Томилина недоумевающе подняла на него глаза.

– Какого такого сына? У нас было трое, а теперь вот век доживаем одни-одинешеньки. Помрем – упокоить, глаза закрыть будет некому, – старуха приложила к глазам угол передника.

– Будет, старая, мокроту-то разводить, – вступил в разговор хозяин. – Горе наше уже трижды выплакано. Чего нет – того уж не возвернешь… А вам, гражданин хороший, скажу: в земельке лежат наши детки – давно уже. Старшой – Максим – у озера Хасан сгинул, погиб то есть. Средний – Сережа – в тридцать девятом на току в молотилку угодил, всего изломало, помер. Несчастный случай, сказали нам, с летательным исходом…

– Летательный или еще какой там исход – не знаю, – поджав губы, недовольно сказала хозяйка, – а вот насчет несчастного случая – сильно сомневаюсь. Чую, сердце матери говорит: чья-то злая рука подтолкнула парнишку к беде. Ходила я в НКВД, – она махнула рукой, – да что толку-то?..

Гость, конечно, слушал, но все больше стал проявлять нетерпение.

– С двумя – ясно. А третий? Он-то где?

Ответила хозяйка:

– В сорок первом мобилизовали, а в сорок четвертом погиб геройски в Белоруссии.

Старушка встала, подошла к огромному кованому сундуку, стоявшему возле русской печки, приподняла массивную крышку и достала оттуда полотняный мешочек, перевязанный старым шнурком.

– Вот… похоронка, – она протянула гостю начавшую уже желтеть бумажку. – Старый, когда это было?..

– Что? Ездила, что ли, когда?

– Да, когда ездила-то?

– Считай, месяцев семь тому.

– Вот-вот… Съездила в Белоруссию, сыскала братскую могилу (это километрах в пяти от Гомеля), молитву сотворила по Васятке нашему, младшему, любимому, заскребышу. Памятник там ог-ром-ный. «Вечная слава героям» – написано на нем, кажись, золотом. И все фамилии, фамилии… Много фамилий. Среди них: «В.М.Томилин». Это, значит, наш Васятка.

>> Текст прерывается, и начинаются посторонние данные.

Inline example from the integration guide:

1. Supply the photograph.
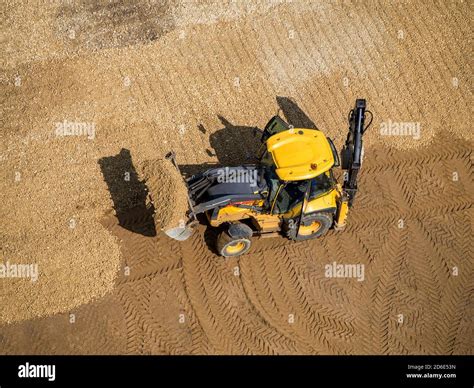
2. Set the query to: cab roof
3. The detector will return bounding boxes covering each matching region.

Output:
[267,128,334,181]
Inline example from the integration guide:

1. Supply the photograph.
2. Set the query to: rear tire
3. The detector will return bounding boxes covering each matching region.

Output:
[216,231,252,257]
[285,213,333,241]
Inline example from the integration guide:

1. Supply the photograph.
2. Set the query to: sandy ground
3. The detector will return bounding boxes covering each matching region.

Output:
[0,0,474,354]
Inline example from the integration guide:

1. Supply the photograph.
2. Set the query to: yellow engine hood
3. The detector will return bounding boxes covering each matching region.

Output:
[267,128,334,181]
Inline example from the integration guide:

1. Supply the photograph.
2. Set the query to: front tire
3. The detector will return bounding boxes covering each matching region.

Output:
[216,231,252,257]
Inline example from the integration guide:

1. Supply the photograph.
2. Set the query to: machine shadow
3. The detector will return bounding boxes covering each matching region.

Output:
[179,116,262,178]
[98,148,156,237]
[276,96,318,129]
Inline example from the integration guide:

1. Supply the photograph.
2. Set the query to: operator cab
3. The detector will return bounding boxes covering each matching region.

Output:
[260,116,339,214]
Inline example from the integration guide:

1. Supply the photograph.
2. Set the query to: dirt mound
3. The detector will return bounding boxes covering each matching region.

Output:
[141,159,189,230]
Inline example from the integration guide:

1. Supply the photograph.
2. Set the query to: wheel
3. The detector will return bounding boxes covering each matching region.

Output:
[285,213,333,241]
[216,231,252,257]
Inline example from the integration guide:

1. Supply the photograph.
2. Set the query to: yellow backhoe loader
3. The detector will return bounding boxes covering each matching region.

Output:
[165,99,372,257]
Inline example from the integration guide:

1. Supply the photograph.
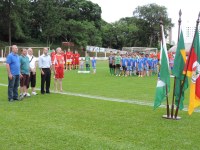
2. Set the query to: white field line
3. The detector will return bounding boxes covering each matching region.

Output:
[0,83,200,112]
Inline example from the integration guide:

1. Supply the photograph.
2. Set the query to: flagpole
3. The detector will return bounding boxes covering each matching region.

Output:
[160,16,170,119]
[175,12,200,119]
[171,9,182,118]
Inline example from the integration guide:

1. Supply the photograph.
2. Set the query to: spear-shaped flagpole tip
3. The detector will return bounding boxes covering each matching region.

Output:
[178,9,182,26]
[197,12,200,23]
[179,9,182,18]
[160,15,163,25]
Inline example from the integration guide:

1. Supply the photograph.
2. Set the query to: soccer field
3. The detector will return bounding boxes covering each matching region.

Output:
[0,61,200,150]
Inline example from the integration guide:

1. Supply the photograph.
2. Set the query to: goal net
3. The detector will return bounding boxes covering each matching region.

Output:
[3,46,51,58]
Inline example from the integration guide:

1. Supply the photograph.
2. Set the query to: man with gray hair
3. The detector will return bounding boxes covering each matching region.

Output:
[27,48,37,95]
[38,48,51,94]
[6,45,20,102]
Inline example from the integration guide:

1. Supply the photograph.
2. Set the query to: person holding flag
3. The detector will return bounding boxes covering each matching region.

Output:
[154,24,170,117]
[185,26,200,115]
[172,31,188,110]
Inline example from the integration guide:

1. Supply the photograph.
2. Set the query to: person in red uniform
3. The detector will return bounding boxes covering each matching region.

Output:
[50,49,56,63]
[65,49,73,70]
[72,53,75,69]
[74,51,80,69]
[53,47,65,92]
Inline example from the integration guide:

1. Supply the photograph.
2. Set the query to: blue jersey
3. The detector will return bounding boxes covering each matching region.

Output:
[122,57,127,66]
[147,58,153,67]
[127,58,132,66]
[6,52,20,75]
[137,58,144,68]
[143,57,147,66]
[92,59,97,67]
[131,58,137,67]
[153,59,158,67]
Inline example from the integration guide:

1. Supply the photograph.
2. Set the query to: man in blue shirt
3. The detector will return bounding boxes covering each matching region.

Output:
[6,45,20,102]
[38,48,51,94]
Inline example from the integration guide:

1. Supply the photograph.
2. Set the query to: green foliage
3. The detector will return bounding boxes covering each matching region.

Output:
[133,4,173,47]
[0,61,200,150]
[0,0,172,49]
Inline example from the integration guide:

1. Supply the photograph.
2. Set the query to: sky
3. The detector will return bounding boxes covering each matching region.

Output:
[90,0,200,42]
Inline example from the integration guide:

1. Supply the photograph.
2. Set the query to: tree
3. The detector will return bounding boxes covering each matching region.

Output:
[0,0,29,45]
[133,4,173,47]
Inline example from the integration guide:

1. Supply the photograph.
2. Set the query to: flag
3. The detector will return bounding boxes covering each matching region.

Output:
[154,25,170,109]
[184,28,200,115]
[172,31,188,110]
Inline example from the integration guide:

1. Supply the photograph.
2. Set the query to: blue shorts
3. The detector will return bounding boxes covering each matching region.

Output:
[138,67,144,71]
[127,66,132,71]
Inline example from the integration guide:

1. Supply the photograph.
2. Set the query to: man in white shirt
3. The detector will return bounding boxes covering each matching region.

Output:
[38,48,51,94]
[27,48,37,95]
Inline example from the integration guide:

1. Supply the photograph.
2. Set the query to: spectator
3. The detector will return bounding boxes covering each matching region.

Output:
[6,45,20,102]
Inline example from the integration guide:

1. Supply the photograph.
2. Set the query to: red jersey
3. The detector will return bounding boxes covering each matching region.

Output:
[66,52,73,59]
[51,52,56,62]
[53,54,65,68]
[74,53,80,61]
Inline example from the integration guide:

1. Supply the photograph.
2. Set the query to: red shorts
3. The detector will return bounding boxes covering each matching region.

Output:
[55,67,64,79]
[75,60,79,65]
[20,74,29,87]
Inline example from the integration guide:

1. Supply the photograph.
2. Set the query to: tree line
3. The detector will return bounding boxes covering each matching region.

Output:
[0,0,173,49]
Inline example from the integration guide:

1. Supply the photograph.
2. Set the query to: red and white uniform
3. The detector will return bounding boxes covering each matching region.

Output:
[51,52,56,64]
[74,53,80,65]
[65,52,73,65]
[53,54,65,79]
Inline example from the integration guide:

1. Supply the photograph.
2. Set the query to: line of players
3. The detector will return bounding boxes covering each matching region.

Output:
[108,52,159,77]
[51,49,80,70]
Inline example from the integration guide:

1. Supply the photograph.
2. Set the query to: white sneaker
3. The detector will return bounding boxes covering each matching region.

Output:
[19,94,24,100]
[25,93,31,97]
[31,92,37,95]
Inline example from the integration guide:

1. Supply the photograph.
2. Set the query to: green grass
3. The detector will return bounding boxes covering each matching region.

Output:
[0,62,200,150]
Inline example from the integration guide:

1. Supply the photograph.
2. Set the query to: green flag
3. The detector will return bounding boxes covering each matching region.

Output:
[154,25,170,109]
[172,31,188,110]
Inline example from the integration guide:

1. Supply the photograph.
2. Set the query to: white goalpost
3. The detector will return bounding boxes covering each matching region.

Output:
[3,46,50,58]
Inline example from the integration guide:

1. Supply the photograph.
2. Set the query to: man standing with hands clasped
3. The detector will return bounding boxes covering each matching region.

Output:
[38,48,51,94]
[6,45,20,102]
[27,48,37,95]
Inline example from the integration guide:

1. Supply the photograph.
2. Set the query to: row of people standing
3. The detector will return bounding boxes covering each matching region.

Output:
[6,45,37,102]
[51,49,80,70]
[6,45,65,102]
[109,52,159,77]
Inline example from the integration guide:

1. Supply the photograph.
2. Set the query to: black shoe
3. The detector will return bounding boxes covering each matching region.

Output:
[8,99,14,102]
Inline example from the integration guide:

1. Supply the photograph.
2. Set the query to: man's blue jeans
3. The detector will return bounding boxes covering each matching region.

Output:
[8,75,19,100]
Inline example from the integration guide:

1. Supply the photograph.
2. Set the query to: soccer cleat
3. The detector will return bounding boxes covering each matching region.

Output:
[31,92,37,95]
[19,94,24,100]
[26,93,31,97]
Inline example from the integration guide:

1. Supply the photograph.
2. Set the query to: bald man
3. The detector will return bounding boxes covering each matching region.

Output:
[6,45,20,102]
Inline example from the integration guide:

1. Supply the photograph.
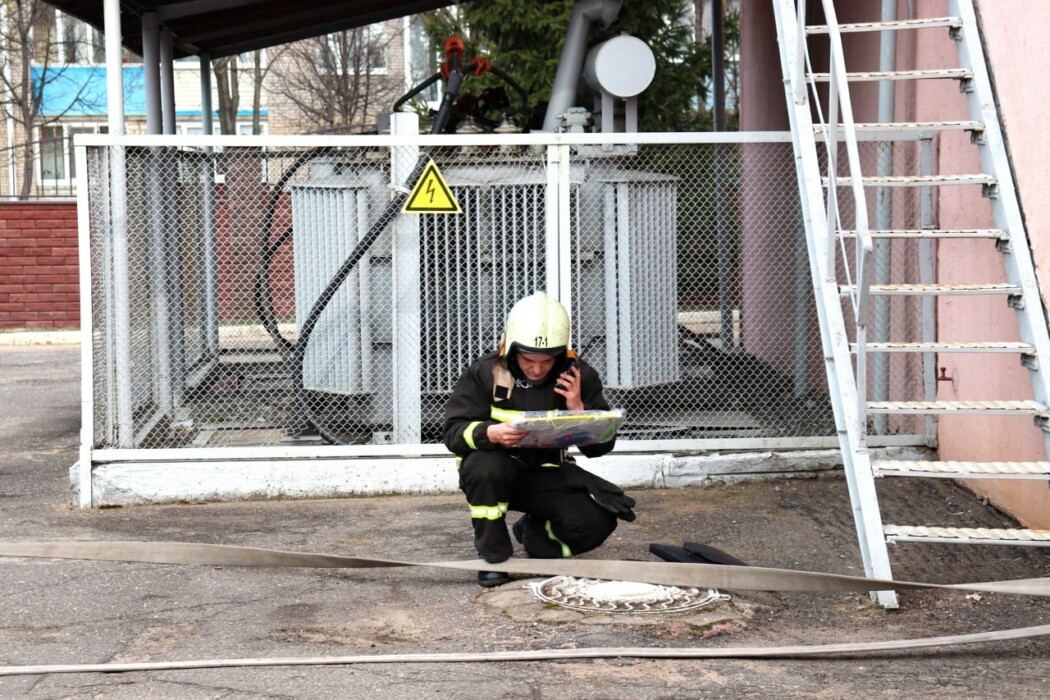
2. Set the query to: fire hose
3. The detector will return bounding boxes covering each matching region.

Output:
[0,542,1050,676]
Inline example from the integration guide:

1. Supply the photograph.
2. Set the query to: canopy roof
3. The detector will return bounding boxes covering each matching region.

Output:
[47,0,455,59]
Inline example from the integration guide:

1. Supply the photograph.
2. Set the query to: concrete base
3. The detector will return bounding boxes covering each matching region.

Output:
[69,447,926,508]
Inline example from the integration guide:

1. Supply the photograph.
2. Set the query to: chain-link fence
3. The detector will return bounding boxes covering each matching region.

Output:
[86,137,921,453]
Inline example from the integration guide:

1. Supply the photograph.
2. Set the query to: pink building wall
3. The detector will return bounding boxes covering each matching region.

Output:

Как бы из простого любопытства лейтенант госбезопасности Свинцов спросил старушку:

– А нельзя ли посмотреть его фотографию?

– Чью? Васятки, что ли?

– Да-да!

– Нету, – старушка растерянно развела руками. – Ни одной. Перед войной как-то не подумали: на глазах все был. Потом, когда писала ему на фронт, просила прислать карточку. Он сердито отвечал: не артист, чтобы фоткаться, а боец Красной Армии; не на курорте, мол, а бьюсь с проклятым фашистом. Не до фотографов ему, видать, там было.

Хозяин, все больше молчавший, но, тем не менее, мотавший себе на ус, встревожился не на шутку.

– Товарищ лейтенант, а почему вы все о младшем да о младшем спрашиваете? Вы что-то знаете? Что… Васятка-то жив?!

Свинцов встал из-за стола и поспешил к выходу. Уже у порога, взявшись за кованую дверную ручку, попытался успокоить старых людей.

– Нет-нет, что вы, успокойтесь, пожалуйста. Просто есть данные, что именем вашего погибшего сына могут воспользоваться. Кстати, если вдруг весточку какую-нибудь получите от воскресшего из мертвых – тотчас же поставьте в известность госбезопасность.

3

Из воспоминаний полковника милиции Плотника:

«И милиционеры, и чекисты – все были буквально поставлены на ноги. Почему? Дело в том, что из показаний того, который был задержан сразу, после кражи велосипеда, стало известно: задание, с которым были выброшены парашютисты, непосредственно касалось нас. Было получено сообщение: исчезнувший парашютист-шпион направляется в Свердловскую область. И сфера его особого интереса – лагерь „100“. Даже я тогда не знал, что скрывается за этими цифрами. Уже гораздо позднее узнал: это строительство секретнейшего оборонного объекта в районе Верх-Нейвинска. Потом это все называлось „Свердловск-44“, теперь просто – город Новоуральск».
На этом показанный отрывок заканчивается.